The silence that’s filled the room begins to dance around us, encasing us, and I spend a moment of reflection just listening to those tiny demons in me shouting in nothing louder than a cutthroat whisper. All my actions will have consequences I’ll take through life, but I have to right my own wrongs.

“Do you want to know something?” I ask Zane, cutting into the quiet. He doesn’t verbally tell me to continue but encourages me with a gentle look. “I had this idea before of a swan song,” I say, looking up from tracing the patterns in the wooden flooring. “I was going to avenge what happened to you, make my father think I was the perfect replica of what he wanted, and then I was going to run.” My eyes fixate on the blue orbs that stare at me, and I offer a small smile. “After that final kill, I was ready to take your hand and run. My swan song wasn’t meant to be so violent, but it was and I wished for everything to have gone differently that night.”

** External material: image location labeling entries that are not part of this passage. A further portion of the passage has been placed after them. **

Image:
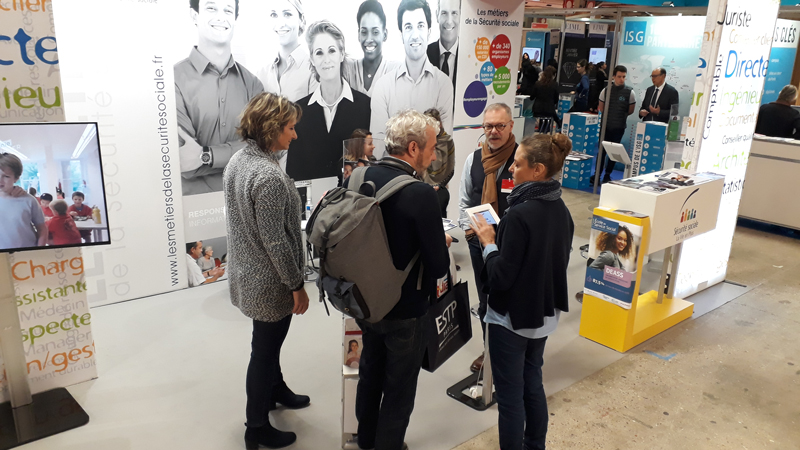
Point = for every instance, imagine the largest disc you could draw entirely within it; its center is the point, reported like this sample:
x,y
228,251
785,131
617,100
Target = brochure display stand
x,y
352,354
27,418
670,207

“You’re not the only one living with regrets, Amelia. I have them all day long, believe me.” His grip on my hand tightens somewhat exponentially, but I lavish that tightness, that grasp on me. “Even after what I found out, you fought for me. You saved my life when you could have set me up. It wasn’t until I realized what was going on that it was too late.”

“I would do everything to save you,” I tell him, honesty spilling from me in verbal ribbons. “While I was away, my uncle mocked me over you. It only made me angrier toward him and my father. Fuck it; I was angry at the world. I was shipped off as if I had no rights and I was forced to do things I never wanted a part in. It’s when I knew I had to change my mindset.” I pause, gulping in doubt. “I became someone I knew I could protect, Zane. I was someone I despised, but that was better than torturing the person I wanted so badly to be.”